Woodall conjectured a dual statement. He asked whether the maximum number of disjoint dijoins in a digraph equals the minimum size of a dibond.
We study a modification of this question where we restrict our attention to certain classes of dibonds, i.e. whether for a class $\mathfrak{B}$ of dibonds of a digraph the maximum number of disjoint edge sets meeting every dibond in $\mathfrak{B}$ equal the size a minimum dibond in $\mathfrak{B}$.
In particular, we verify this questions for nested classes of dibonds, for the class of dibonds of minimum size, and for classes of infinite dibonds.
On October 29, 2019, Pascal Gollin from IBS discrete mathematics group gave a talk on the existence of a decomposition of an infinite graph into spanning trees in terms of the existence of packing and covering of spanning trees at the discrete math seminar.
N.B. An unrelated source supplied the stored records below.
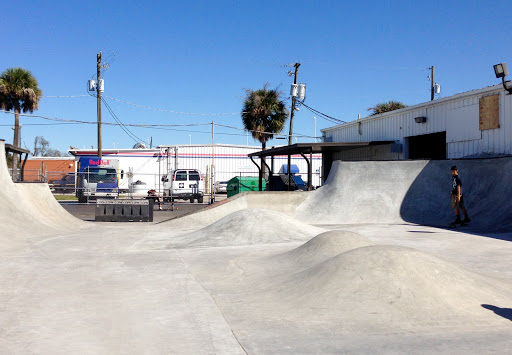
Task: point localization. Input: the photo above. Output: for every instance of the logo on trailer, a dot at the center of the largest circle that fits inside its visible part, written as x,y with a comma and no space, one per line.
99,162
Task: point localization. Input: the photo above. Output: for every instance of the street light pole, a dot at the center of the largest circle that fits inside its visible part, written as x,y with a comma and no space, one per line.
315,129
296,65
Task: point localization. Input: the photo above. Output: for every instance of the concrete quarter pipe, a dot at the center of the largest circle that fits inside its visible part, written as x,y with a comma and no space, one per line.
348,268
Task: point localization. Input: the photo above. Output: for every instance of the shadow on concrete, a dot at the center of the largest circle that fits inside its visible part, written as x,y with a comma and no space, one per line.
487,194
502,312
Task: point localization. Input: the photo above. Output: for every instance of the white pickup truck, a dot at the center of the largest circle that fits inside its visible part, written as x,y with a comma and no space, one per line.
184,184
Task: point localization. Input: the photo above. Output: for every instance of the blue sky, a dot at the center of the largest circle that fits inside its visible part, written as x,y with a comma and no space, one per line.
200,56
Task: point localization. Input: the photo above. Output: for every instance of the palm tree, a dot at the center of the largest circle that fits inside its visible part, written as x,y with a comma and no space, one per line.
264,114
19,90
386,107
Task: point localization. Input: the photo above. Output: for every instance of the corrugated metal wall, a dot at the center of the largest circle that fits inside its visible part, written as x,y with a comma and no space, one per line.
457,115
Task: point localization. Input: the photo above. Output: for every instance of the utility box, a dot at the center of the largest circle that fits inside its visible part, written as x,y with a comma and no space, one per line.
243,183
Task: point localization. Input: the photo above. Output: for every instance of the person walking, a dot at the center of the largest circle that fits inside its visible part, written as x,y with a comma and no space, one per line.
457,198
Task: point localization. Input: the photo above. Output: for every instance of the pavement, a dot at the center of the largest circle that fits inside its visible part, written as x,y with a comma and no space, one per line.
365,264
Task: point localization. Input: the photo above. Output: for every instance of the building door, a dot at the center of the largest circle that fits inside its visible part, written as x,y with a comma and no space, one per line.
427,146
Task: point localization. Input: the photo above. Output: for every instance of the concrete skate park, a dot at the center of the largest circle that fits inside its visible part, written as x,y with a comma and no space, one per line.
364,264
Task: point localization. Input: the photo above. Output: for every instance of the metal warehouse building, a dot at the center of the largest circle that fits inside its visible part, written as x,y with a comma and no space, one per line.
472,124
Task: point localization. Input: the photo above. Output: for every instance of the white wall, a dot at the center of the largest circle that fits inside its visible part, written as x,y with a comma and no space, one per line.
458,115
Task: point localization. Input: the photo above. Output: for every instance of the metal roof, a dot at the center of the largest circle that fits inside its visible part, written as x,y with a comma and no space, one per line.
306,148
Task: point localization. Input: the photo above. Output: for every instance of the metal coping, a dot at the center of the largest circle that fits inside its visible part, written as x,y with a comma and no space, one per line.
305,148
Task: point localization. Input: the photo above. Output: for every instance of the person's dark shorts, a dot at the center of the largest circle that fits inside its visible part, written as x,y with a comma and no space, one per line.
458,205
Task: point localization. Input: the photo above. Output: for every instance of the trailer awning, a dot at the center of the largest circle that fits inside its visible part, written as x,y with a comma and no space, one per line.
9,148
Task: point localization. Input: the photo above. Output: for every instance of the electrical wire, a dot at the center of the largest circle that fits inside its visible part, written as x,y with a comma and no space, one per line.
69,96
169,127
123,127
322,115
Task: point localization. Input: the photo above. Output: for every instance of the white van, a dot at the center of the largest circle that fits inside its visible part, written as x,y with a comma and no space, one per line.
184,184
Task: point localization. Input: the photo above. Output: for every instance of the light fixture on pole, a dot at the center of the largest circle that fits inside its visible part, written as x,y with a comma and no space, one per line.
315,129
501,71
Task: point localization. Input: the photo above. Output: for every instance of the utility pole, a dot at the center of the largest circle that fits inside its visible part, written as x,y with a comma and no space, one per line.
98,95
432,83
296,65
212,180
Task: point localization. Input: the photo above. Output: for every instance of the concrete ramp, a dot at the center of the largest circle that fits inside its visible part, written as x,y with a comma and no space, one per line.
283,202
28,210
412,191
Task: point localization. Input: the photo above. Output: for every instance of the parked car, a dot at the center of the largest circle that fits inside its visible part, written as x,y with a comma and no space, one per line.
65,184
184,184
221,187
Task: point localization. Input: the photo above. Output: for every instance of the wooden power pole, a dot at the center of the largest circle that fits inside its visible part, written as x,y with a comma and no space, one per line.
98,95
296,65
432,83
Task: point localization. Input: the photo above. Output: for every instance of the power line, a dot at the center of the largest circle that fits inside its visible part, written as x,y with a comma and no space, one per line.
171,111
125,129
69,96
112,124
323,115
151,126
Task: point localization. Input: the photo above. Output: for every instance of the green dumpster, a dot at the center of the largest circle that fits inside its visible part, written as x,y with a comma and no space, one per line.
244,183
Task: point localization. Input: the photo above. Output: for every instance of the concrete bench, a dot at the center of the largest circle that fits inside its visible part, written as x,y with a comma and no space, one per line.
124,210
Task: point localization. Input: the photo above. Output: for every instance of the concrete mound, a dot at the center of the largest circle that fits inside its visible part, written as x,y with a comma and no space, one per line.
252,226
324,246
386,284
28,210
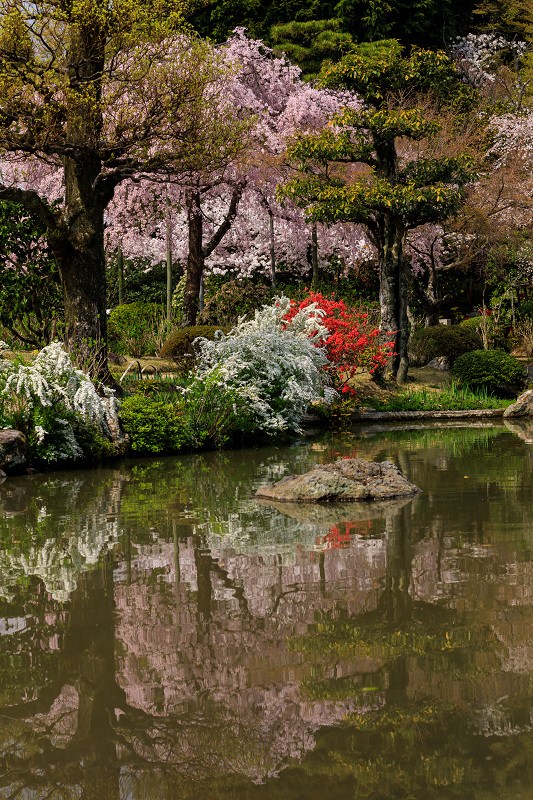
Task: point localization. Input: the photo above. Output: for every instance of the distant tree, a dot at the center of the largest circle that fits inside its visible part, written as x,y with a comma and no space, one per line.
104,91
353,171
30,291
310,43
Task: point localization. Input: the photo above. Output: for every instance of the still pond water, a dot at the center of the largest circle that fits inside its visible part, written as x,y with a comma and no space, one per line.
165,636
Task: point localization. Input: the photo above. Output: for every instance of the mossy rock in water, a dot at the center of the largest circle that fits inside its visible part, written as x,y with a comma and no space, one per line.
493,370
450,341
180,344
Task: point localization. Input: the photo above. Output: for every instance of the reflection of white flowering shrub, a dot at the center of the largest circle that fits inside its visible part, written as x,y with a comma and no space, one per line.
276,366
42,398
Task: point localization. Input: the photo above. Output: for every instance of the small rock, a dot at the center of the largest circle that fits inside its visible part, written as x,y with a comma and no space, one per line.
441,362
13,451
347,480
523,406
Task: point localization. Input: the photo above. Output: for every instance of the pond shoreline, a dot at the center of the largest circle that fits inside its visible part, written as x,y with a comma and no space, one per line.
394,416
311,424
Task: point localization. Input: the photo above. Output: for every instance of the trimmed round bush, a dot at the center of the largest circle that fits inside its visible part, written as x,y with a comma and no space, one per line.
179,345
494,370
234,299
450,341
130,328
153,425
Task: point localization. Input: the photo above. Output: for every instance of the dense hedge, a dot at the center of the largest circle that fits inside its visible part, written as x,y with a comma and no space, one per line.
496,332
494,370
232,300
450,341
130,328
153,425
179,345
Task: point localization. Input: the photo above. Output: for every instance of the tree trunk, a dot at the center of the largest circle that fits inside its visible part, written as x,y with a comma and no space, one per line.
195,260
393,296
314,255
272,248
120,270
81,261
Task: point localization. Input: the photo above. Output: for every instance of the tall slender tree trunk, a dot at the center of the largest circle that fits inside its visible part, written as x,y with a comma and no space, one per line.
314,255
81,261
169,262
195,259
393,296
120,270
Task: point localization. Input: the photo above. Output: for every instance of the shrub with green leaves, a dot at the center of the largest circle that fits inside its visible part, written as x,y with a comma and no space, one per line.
450,341
495,370
234,299
154,425
179,345
131,328
495,333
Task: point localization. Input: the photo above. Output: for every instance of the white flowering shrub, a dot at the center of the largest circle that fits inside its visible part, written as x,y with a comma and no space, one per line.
275,366
52,401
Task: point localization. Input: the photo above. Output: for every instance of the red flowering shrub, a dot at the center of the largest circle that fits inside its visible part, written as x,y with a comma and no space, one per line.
352,345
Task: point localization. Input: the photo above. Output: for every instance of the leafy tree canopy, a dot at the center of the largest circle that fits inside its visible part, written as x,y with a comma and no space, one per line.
426,23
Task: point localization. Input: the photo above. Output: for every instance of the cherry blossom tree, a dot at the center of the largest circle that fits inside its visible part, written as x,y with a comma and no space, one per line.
104,92
231,220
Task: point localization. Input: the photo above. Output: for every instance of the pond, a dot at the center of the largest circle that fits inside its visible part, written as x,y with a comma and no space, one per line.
164,635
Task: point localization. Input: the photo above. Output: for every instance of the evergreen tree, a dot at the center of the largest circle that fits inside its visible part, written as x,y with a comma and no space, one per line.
387,193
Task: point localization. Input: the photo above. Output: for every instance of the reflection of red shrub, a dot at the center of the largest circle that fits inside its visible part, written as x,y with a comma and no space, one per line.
336,538
352,345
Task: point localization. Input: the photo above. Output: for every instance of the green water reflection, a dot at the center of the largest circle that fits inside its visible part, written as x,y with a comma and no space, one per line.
164,635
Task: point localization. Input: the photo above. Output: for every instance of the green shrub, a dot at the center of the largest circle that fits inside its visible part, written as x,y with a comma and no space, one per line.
153,425
450,341
131,328
235,298
179,345
525,309
496,333
495,370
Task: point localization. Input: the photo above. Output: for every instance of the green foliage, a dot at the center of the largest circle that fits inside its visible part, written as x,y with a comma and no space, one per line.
231,300
153,425
309,43
215,413
143,281
179,345
494,333
30,292
418,22
450,341
131,328
499,372
452,398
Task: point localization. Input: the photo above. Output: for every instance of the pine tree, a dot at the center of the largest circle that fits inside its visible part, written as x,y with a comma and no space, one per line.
353,171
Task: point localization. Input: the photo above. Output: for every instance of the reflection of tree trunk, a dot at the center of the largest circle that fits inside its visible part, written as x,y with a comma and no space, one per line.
396,600
89,653
203,562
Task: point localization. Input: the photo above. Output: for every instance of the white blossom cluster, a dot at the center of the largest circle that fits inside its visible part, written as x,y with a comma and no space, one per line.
276,366
52,379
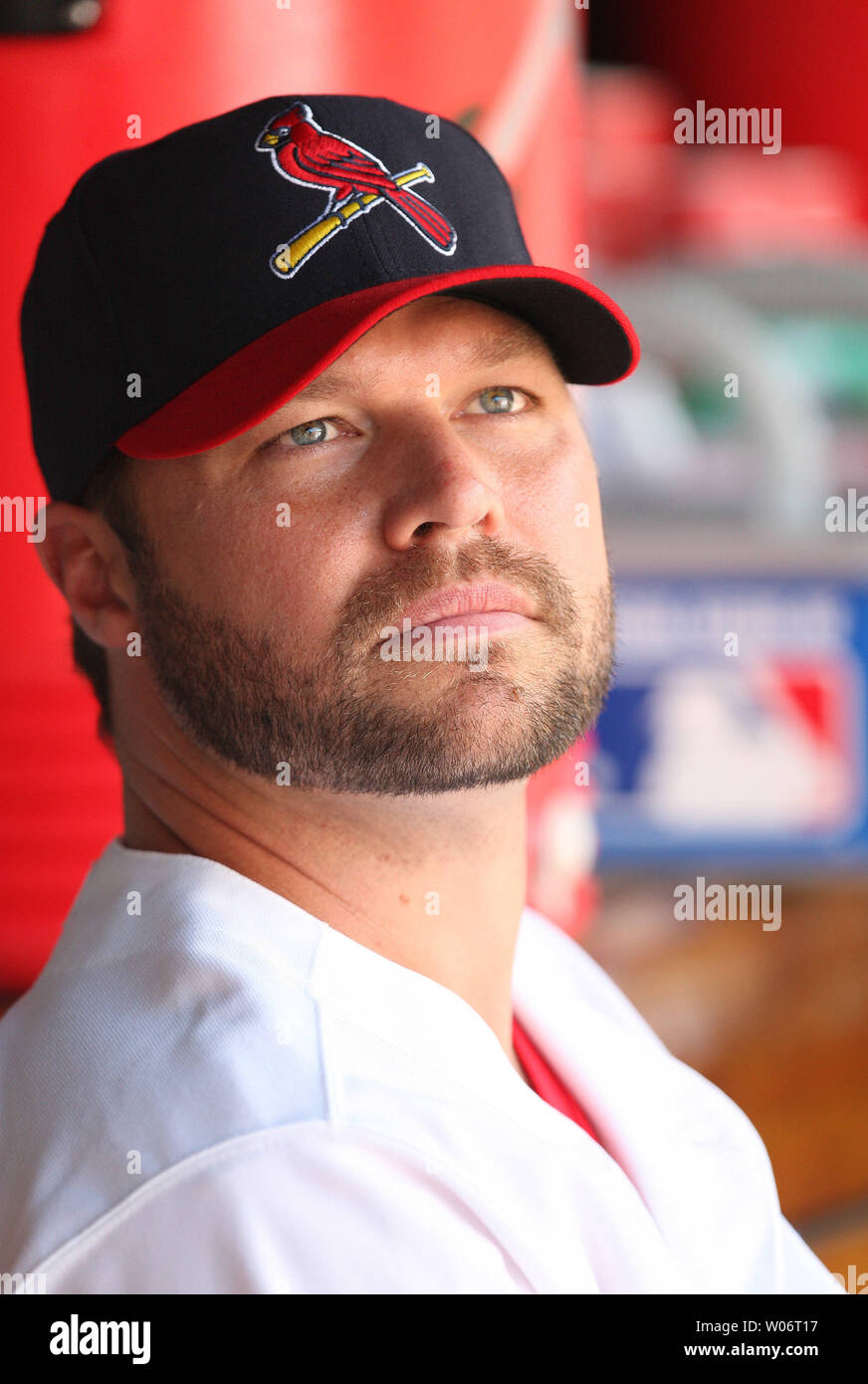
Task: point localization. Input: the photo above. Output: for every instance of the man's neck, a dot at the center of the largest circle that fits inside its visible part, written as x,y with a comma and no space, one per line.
434,883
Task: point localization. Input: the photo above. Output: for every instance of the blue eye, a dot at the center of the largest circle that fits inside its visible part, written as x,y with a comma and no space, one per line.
307,435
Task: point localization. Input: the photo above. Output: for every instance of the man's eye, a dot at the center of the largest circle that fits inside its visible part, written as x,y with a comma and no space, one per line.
307,435
500,399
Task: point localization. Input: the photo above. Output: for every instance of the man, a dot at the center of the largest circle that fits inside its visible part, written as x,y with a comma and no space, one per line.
309,440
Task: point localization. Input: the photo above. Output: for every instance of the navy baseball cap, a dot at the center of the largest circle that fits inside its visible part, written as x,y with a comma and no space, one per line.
190,287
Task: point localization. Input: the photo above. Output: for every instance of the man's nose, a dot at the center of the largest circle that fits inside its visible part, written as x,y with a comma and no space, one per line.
440,485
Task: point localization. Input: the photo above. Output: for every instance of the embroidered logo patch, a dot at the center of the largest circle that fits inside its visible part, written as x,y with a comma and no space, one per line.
356,183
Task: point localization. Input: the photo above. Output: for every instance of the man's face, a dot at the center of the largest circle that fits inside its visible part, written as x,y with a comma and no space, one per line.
442,449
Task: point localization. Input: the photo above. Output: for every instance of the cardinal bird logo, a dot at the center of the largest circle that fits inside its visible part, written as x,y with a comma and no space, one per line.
356,183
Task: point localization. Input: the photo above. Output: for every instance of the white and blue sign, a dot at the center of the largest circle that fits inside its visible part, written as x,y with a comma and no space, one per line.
738,724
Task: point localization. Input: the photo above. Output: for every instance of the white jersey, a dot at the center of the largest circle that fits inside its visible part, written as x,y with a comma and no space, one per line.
211,1091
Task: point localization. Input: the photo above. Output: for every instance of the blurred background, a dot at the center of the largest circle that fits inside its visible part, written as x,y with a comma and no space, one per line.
734,748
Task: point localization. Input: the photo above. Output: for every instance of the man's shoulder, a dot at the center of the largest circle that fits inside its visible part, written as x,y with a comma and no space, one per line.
162,1038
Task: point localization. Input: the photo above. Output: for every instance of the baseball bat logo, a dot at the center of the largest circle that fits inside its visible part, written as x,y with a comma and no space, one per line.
354,180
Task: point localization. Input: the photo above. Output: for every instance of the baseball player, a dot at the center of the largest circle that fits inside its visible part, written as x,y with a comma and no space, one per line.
302,405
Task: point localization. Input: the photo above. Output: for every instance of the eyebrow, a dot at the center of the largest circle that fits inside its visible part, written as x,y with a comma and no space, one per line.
484,350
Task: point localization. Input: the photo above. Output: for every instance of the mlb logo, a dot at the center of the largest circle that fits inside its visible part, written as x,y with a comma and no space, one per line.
768,746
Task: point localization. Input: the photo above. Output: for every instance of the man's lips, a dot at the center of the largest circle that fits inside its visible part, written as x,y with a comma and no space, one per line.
492,603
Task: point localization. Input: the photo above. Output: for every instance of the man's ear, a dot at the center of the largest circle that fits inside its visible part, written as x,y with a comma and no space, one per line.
88,564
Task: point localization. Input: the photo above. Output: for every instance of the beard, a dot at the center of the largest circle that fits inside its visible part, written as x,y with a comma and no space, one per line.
346,720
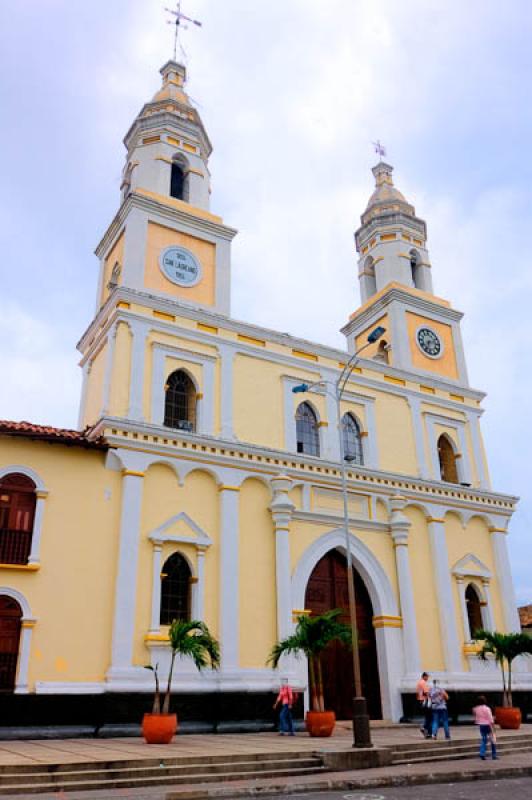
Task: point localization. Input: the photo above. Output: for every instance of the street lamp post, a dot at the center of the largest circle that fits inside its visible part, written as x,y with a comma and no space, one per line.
361,729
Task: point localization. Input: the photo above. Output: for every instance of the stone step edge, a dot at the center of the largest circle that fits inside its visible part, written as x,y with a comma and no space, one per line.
160,780
168,769
342,783
191,761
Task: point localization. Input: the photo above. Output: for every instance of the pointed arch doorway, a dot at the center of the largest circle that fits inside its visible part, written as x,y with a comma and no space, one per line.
327,589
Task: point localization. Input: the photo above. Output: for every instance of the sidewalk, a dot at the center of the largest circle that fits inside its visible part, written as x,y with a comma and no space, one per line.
77,751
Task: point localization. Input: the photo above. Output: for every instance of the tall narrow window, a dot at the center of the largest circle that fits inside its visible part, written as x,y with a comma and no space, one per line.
179,179
474,610
175,590
17,513
447,458
180,402
307,434
352,439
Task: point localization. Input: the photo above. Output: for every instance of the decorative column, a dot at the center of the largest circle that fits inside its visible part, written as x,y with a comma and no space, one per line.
227,356
35,552
27,625
399,527
126,579
136,378
504,577
281,509
444,595
155,624
229,578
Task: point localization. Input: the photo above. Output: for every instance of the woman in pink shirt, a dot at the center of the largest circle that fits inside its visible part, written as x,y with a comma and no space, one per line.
484,719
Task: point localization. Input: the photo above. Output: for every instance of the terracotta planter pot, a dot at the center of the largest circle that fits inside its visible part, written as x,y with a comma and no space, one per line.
508,718
320,723
159,728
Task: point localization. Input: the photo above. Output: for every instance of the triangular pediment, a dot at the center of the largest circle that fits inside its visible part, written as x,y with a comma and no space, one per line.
471,567
181,528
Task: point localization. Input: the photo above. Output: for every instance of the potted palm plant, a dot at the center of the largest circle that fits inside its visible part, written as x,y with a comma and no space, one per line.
310,638
505,647
187,638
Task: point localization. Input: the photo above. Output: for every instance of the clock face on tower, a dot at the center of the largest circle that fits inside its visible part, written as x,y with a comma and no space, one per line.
429,342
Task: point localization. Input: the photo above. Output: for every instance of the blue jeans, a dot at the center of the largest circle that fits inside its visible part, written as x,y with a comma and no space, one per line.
485,734
440,718
285,719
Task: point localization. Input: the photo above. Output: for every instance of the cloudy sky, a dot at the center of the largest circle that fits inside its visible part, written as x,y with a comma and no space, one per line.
292,93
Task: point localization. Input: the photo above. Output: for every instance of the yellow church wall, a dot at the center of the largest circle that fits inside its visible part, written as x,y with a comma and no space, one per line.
395,435
160,237
79,547
475,538
258,624
426,601
94,399
119,397
446,364
258,401
115,254
163,499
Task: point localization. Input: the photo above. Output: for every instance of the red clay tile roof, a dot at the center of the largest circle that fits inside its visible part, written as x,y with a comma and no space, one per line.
525,615
49,434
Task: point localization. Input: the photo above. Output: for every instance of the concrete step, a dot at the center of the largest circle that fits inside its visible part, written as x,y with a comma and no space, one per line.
132,775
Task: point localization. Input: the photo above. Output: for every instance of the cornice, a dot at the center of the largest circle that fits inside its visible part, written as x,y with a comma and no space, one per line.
118,433
109,314
150,205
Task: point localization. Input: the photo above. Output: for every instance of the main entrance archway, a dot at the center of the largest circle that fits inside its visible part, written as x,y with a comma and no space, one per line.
10,624
327,589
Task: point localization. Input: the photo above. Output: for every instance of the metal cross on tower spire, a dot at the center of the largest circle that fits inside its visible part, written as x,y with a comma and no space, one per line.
179,19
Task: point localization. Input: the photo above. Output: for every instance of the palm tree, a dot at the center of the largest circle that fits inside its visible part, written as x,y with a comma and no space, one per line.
504,647
187,638
310,638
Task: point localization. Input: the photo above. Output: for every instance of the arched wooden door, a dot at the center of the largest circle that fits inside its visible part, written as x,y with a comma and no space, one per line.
10,617
327,589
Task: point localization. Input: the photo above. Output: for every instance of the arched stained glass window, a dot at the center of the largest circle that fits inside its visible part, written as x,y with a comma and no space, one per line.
352,439
307,433
180,402
447,458
474,610
17,514
175,590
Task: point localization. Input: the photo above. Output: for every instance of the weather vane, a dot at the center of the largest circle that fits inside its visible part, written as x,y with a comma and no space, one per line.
379,148
179,20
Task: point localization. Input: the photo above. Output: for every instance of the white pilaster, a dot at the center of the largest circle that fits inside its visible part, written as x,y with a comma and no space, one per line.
227,356
399,527
281,509
504,577
35,552
444,594
229,582
126,580
155,623
136,378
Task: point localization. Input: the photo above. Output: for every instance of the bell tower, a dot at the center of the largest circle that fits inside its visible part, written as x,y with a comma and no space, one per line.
164,240
394,271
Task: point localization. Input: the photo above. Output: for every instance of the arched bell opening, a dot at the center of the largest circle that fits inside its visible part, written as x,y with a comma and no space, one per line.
327,589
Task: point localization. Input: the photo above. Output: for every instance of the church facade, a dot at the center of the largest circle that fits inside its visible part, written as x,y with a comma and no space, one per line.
200,485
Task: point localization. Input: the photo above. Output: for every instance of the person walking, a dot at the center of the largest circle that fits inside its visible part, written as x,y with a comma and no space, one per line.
440,717
423,697
286,699
484,720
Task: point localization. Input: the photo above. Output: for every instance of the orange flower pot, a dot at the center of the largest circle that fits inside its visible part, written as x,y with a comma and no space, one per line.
159,728
508,718
320,723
The title of his talk was “A Cantor-Bernstein-type theorem for spanning trees in infinite graphs“.
Given a cardinal $\lambda$, a $\lambda$-packing of a graph $G$ is a family of $\lambda$ many edge-disjoint spanning trees of $G$, and a $\lambda$-covering of $G$ is a family of spanning trees covering $E(G)$.
We show that if a graph admits a $\lambda$-packing and a $\lambda$-covering then the graph also admits a decomposition into $\lambda$ many spanning trees. In this talk, we concentrate on the case of $\lambda$ being an infinite cardinal. Moreover, we will provide a new and simple proof for a theorem of Laviolette characterising the existence of a $\lambda$-packing, as well as for a theorem of Erdős and Hajnal characterising the existence of a $\lambda$-covering.
Joint work with Joshua Erde, Attila Joó, Paul Knappe and Max Pitz.